Today is an up day. Everything for the wedding is falling into place. We've pretty much gotten all the plans together, now it's just a matter of budgeting and purchasing. Apparently, we are amazing planners because we already know what we want to do. Venue is confirmed along with the minister. Good times. I've decided on who is going to escort me down the aisle, so that's off my shoulders, too. :) Now it's just time to wait and slowly bring it all together. I'm really excited about marrying Stephen, but I'm also excited about all of the little ways we will honor my Mom at the ceremony and reception. I keep getting amazing ideas of what to do and how to do it. I think that will be one of the best parts about the day.
It's a long road ahead, dealing with not being able to share my day/thoughts/worries/happiness with her.

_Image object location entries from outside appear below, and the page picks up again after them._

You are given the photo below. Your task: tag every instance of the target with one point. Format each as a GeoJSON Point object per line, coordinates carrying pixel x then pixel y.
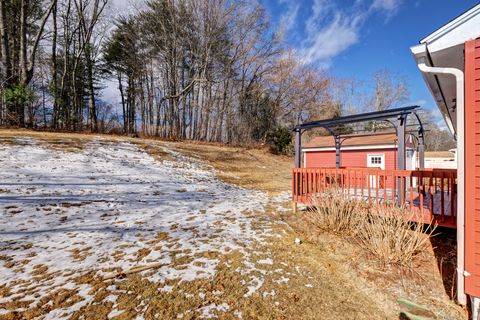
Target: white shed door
{"type": "Point", "coordinates": [375, 161]}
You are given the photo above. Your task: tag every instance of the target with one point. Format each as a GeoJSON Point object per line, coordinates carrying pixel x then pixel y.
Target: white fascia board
{"type": "Point", "coordinates": [457, 31]}
{"type": "Point", "coordinates": [386, 146]}
{"type": "Point", "coordinates": [420, 52]}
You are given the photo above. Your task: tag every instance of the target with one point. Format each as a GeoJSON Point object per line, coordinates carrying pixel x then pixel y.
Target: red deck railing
{"type": "Point", "coordinates": [431, 192]}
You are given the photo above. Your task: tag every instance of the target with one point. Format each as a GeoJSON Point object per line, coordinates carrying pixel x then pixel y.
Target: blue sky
{"type": "Point", "coordinates": [355, 38]}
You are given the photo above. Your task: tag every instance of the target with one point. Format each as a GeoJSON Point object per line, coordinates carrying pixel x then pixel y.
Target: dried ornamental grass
{"type": "Point", "coordinates": [335, 212]}
{"type": "Point", "coordinates": [391, 234]}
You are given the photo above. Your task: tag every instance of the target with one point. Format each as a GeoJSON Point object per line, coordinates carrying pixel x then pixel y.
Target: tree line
{"type": "Point", "coordinates": [213, 70]}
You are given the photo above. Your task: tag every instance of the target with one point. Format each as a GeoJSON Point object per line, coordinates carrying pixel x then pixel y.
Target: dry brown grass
{"type": "Point", "coordinates": [253, 168]}
{"type": "Point", "coordinates": [335, 212]}
{"type": "Point", "coordinates": [391, 236]}
{"type": "Point", "coordinates": [346, 283]}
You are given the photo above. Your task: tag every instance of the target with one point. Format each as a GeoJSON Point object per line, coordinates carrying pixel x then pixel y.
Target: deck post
{"type": "Point", "coordinates": [421, 151]}
{"type": "Point", "coordinates": [337, 152]}
{"type": "Point", "coordinates": [298, 164]}
{"type": "Point", "coordinates": [402, 123]}
{"type": "Point", "coordinates": [298, 147]}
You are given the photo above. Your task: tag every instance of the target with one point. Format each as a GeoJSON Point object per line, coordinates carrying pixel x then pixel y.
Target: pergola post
{"type": "Point", "coordinates": [337, 151]}
{"type": "Point", "coordinates": [401, 159]}
{"type": "Point", "coordinates": [421, 151]}
{"type": "Point", "coordinates": [298, 148]}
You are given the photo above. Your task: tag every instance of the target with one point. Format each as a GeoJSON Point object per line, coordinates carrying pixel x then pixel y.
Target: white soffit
{"type": "Point", "coordinates": [445, 48]}
{"type": "Point", "coordinates": [463, 28]}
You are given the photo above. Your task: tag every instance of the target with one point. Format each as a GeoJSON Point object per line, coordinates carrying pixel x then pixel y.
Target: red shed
{"type": "Point", "coordinates": [449, 60]}
{"type": "Point", "coordinates": [359, 151]}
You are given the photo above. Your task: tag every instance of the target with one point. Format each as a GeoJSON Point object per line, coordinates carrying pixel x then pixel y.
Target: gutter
{"type": "Point", "coordinates": [460, 132]}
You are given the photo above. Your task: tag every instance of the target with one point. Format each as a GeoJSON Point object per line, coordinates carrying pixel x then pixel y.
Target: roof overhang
{"type": "Point", "coordinates": [445, 48]}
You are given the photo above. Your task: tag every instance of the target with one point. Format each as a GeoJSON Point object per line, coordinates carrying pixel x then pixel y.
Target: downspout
{"type": "Point", "coordinates": [460, 132]}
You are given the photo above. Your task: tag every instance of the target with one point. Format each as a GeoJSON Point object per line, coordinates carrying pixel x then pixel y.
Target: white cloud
{"type": "Point", "coordinates": [388, 6]}
{"type": "Point", "coordinates": [333, 39]}
{"type": "Point", "coordinates": [330, 30]}
{"type": "Point", "coordinates": [288, 19]}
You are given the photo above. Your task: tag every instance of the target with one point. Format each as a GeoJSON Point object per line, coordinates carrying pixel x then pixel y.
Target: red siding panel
{"type": "Point", "coordinates": [472, 164]}
{"type": "Point", "coordinates": [349, 158]}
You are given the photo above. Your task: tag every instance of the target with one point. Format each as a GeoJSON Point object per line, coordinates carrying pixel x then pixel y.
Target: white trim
{"type": "Point", "coordinates": [452, 25]}
{"type": "Point", "coordinates": [460, 101]}
{"type": "Point", "coordinates": [386, 146]}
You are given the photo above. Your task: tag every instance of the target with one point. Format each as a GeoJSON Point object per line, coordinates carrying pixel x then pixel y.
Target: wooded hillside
{"type": "Point", "coordinates": [214, 70]}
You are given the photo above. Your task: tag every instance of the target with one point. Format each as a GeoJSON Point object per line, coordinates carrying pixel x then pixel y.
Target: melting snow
{"type": "Point", "coordinates": [102, 206]}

I think planning the wedding distracts me, but it also makes me remember her and miss her. It's very bittersweet at this point.
I never want to stop thinking about her or doing things for her. I spent most of my life making her proud, and I will continue to live that way. This October, a bunch of us are going to walk for a charity in honor of my Mom. I had planned to do it anyway, but now it means so much more.
As the days go by, I know the grief will get easier. I'll be able to reminisce without the happy/sad tears. I don't know if I want to talk about her without tearing up, or if that will make me sad, too. Don't know if that makes sense. "One day at a time," is a great saying.
I love hearing how everyone remembers my Mom and what memories they cherish. Even if it results in tears, it's the best thing anyone can do. It's the little things in life that mean the most.